Я надеюсь, что этот рассказ убережет некоторых моих знакомых и меня от снобизма.

Но… продолжаю сводить счеты. Что мне еще не нравится в зрителе? Мне не нравится, когда зрители поднимаются на сцену после спектакля, чтобы преподнести любимому актеру цветы. Всех актеров, присутствующих на сцене, коробит бестактность такого поступка. А при моем не всегда вежливом максимализме — я порой просто ухожу в таких случаях со сцены и больше не выхожу кланяться. Меня раздражает полная глухота такого зрителя, не понимающего специфику театра и разрушающего тайну, которая только что совершалась на его глазах. Мы — актеры — еще не вышли из образов. И после «Трех сестер», например, кланяется еще моя Маша, которую я играю, и слезы на моем лице — это ее слезы. Так как, по-вашему, я должна относиться к девочке из зала, которая тоже вышла на сцену и стоит рядом со мной? Нас должна разделять рампа! Это ведь не концерт рок-группы. Это театр! Это другая реальность!

Рассказывают, что в спектакле Мейерхольда «Последний, решительный» давалась пулеметная очередь по зрительному залу. А в конце одного американского спектакля, который я видела в Белграде, актеры, переодетые в полицейских, с дубинками, продолжая действие спектакля, спустились в зал и, как бы разгоняя демонстрацию, что нужно было по ходу действия, стали бить этими дубинками зрителей. Судя по реакции зала (я сидела в ложе), били по-настоящему. Этим необычным приемом как бы вскрывалась извечная борьба сцены и зрительного зала. Но, с другой стороны, без этого внутреннего противоборства нет театра, не возникает «поля натяжения» с залом.
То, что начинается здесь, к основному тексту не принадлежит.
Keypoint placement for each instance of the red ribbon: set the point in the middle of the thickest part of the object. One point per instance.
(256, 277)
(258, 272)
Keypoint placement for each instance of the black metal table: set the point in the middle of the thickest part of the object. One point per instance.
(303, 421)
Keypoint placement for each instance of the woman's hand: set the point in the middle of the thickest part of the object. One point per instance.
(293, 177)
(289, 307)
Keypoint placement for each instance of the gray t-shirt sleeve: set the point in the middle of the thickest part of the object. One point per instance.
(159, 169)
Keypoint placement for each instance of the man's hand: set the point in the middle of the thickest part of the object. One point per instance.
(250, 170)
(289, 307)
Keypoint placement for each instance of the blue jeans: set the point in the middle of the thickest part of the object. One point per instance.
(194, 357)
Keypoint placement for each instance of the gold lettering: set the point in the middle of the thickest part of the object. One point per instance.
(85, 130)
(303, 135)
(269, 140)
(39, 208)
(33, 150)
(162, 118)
Театр, роли — это вечно меняющаяся, живая река, небо, если хотите. Я часто слышу диалог двух понимающих и в общем одинаково оценивающих явления искусства людей:

— Ты видел этот спектакль?

— Да, прекрасно!

— Да ты что, ужасно! Серо! Безжизненно! Ни одного живого места… и т. д.

Это значит, люди говорят об одном и том же спектакле, но разных дней. Как бы:

— Какое небо. Ясное, чистое, ни облака…

— Ты с ума сошел, все серо, того и гляди будет дождь…
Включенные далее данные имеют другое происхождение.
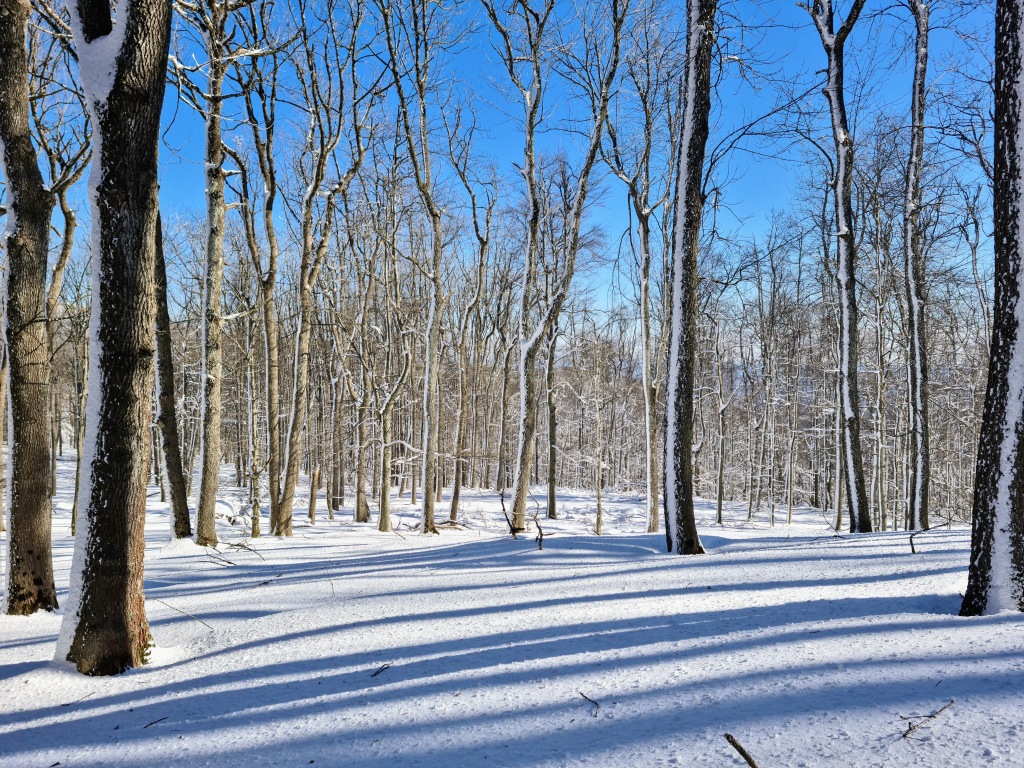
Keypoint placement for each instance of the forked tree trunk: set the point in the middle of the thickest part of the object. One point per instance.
(104, 629)
(30, 566)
Они говорят про небо разных дней.

Так спектакли и роли. Живут, меняются спектакли; живут, меняются роли… Правда, я говорю о живом театре, театре, который люблю.

«Таганку» сформировал зритель. В середине 60-х годов назрела необходимость такого рода театра («Современнику» тогда было уже около десяти лет). Помимо взрыва привычных театральных форм, перемены языка выразительных театральных средств, зрителю требовалась публицистическая, открыто политическая направленность. То, что было намечено в середине 50-х годов XX съездом, требовало воплощения в искусстве. Публицистический, литературный голод в какой-то мере удовлетворял «Новый мир» во главе с Твардовским, а на театре появилась «Таганка».

В наш театр хлынула передовая интеллигенция, которая формировала своими требованиями наш вкус. Театр в свою очередь воздействовал на бессознательные рефлексы широкого зрителя, формировал «общественное мнение».